Luckily, around 1150 some dudes sculpted some cool statues for the Western (Royal) Portal of Chartres Cathedral in France that revolutionized Romanesque Art, becoming known as Gothic Art, most of it on church walls, which used art to tell a narrative story, with the Virgin turning into a refined artistocratic lady and finally cuddling Baby Jesus instead of just posing for photo opps with him. Around 1200 secular painting finally emerged along with the new bourgeois class and universities (the U. of Paris was founded in the 1100s, and Oxford U. in 1167), but it was limited to frescos, as oil painting didn't become popular until the 15th and 16th centuries, and most of it didn't survive for us to see it like the gloomy Church stuff, distorting our view of those times, sorry, see Angels and Demons and check back with me.
So let's face it, the European art we know was pretty much all hyper-religious and anonymous until the 13th century C.E., which isn't hard to understand since the Church was the main customer, they had the big bucks, and they got you where you live in the confessional. I guess it took that long to feel safe enough from the imminent return of Christey with his army of angels (which was long thought to be scheduled for 1000 years after his crucifixion, which is why they call it Millennium Fever) for individual artists to be brave enough to peek out of the brush with the brushes and try to take credit or paint a self-portrait.
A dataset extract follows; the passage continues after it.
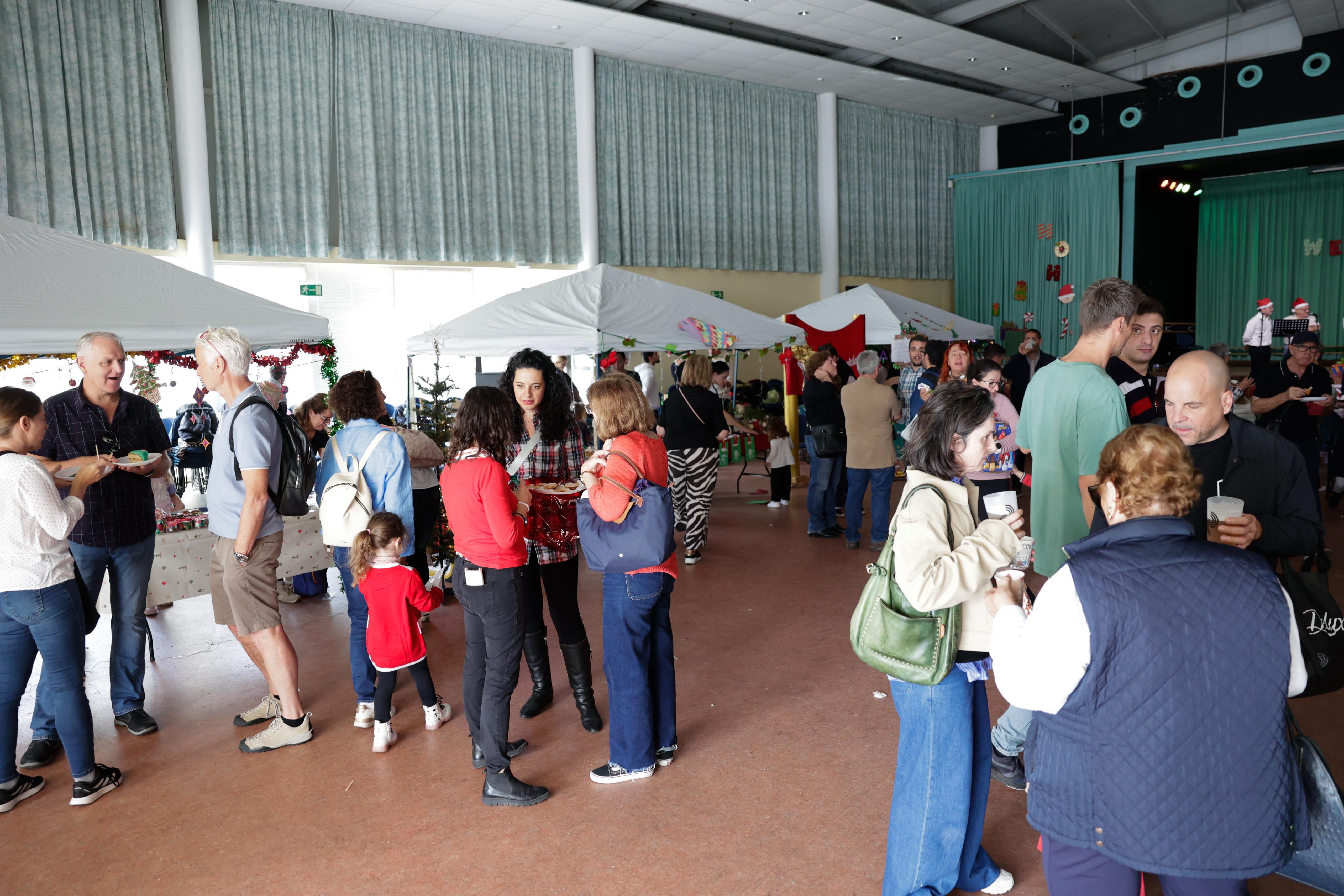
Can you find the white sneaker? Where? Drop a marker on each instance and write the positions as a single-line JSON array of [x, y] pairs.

No wonder that modern history revisionists like Pavel Andreievich Chekhov of Star Fleet, and Anatoly Fomenko (1945-) of Russia have claimed that there was no 500-year Dark Ages, and that civilization was centered all along on the East side, with Constantinople being the real Rome all along, thus all of Western Science and Technology such as Nuclear Wessels was also invented in Mother Russia, and stolen by Western Capitalist Pigs. It also allows them to partially explain away the lack of a school of cool artists like Western Europe developed while Russia and the Orthodox Church stuck with their boring icons until the 1917 Russian Revolution - they can't claim that Westerners stole all that art too, since they're wearing incorrect costumes :).
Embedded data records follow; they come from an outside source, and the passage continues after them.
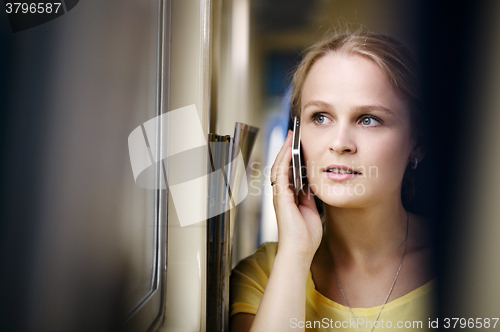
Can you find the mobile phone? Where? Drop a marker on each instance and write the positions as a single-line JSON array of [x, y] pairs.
[[296, 157]]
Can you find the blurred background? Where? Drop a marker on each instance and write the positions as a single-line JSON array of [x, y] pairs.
[[83, 248]]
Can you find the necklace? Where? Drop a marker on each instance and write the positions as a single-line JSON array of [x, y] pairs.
[[393, 283]]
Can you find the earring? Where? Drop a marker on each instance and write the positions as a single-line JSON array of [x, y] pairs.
[[415, 164]]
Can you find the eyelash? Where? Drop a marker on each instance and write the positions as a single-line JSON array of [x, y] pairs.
[[315, 116]]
Quibbling aside, Western art began ramping up in the late 13th century C.E., the era that brought us colorful Western European political leaders like Edward I Longshanks of England, Philip IV the Fair of France, and Sir William Wallace of Scotland, a full two centuries after the First Crusade of 1095-99 C.E, and two centuries before the Fall of Constantinople to the horrible Muslims in 1453 C.E., who began putting the big squeeze on Europe from the rising sun side and created the Culture-Bridging Mystery Man Barack, er, Dracula. From the get-go the artistic technique was well-developed and the use of colors sumptuous, making one wonder a bit about Fomenko being onto something, naw, just a fluke of history.
Giovanni Cimabue
(Cenni di Pepo) (1240-1302) of Florence, Italy.
Pietro Cavallini
(1250-1330) of Rome, Italy.
Duccio di Buoninsegna
(1255-1319) of Siena, Italy.
Giotto di Bondone
(1267-1337) of Florence, Italy. Student of Cimabue, who introduced
naturalism (the opposite of the stale world of icons) into his art,
putting Florence's main artistic rival Siena on the catchup trail.
Bernardo Daddi
(1280-1348) of Florence, Italy. Pupil of Giotto.
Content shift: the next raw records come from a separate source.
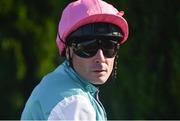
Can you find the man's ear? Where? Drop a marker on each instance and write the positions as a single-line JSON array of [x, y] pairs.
[[67, 53]]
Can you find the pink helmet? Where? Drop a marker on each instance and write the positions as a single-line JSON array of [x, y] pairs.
[[82, 12]]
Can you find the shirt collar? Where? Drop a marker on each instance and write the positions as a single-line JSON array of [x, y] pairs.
[[76, 77]]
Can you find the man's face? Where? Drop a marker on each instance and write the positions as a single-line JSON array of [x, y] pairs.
[[96, 69]]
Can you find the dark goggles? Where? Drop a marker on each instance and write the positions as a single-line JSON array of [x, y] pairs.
[[89, 47]]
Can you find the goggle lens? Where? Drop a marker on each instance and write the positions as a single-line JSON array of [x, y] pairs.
[[89, 48]]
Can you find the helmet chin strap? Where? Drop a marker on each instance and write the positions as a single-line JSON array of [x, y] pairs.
[[112, 75]]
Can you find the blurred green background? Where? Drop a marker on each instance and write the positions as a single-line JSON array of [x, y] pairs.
[[148, 83]]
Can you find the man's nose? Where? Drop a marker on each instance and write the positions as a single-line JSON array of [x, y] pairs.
[[99, 57]]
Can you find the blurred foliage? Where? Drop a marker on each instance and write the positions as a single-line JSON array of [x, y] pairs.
[[148, 82]]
Pietro Lorenzetti (1280-1348)
of Siena, Italy. Brought Giotto's naturalistic style to Siena, what
does the money mean to you?
Simone Martini (1284-1344)
of Siena, Italy. Fight for the faith, shine on.
So, remember them 13th century names Cimabue, Cavallini, Daddi, Duccio, Giotto, Lorenzetti and Martini for your next cocktail party, pass the cinnamon-imbued ducky Lorenzo's Oil martini, jaunty cavalier daddy.
Actually, not 13th century names, but pre-Black Death names. Note the gaps in the painters before and after 1350. This is no accident. The horrible Black Death that hit Europe in 1347-50 and wiped out a third or a half of all the people changed everything, particularly the belief among the intellectually elite of the infallibility or divine connections of the Church. Those who survived began to be more easily content with their dog, wife and garden, and began the long process of breaking away from the heavenly preoccupations the Church wanted them to have to the earthly preoccupations they wanted to have, not to mention the ultimate earthly preoccupation of dirty filthy SEX, ramping up the Renaissance, where ironically the big brains had to go to the pesky Muslims in Spain and elsewhere to get Arabic translations of ancient pagan Greek and Roman texts that had been systematically wiped out on the west side of Europe, but inexplicably were mainly stored away safely in eastern European libraries in Constantinople and elsewhere. Don't accuse Islam of inventing Science, though. They just stole it from the ancient pagan Greek and Romans, and advanced it a little. It took the Good Side of Europe, the West, to really kick Science into high gear with giants like Galileo, Newton, Descartes and Copernicus, passing the stale Muslim world by and leaving it in the weapons of mass destruction, er, dust.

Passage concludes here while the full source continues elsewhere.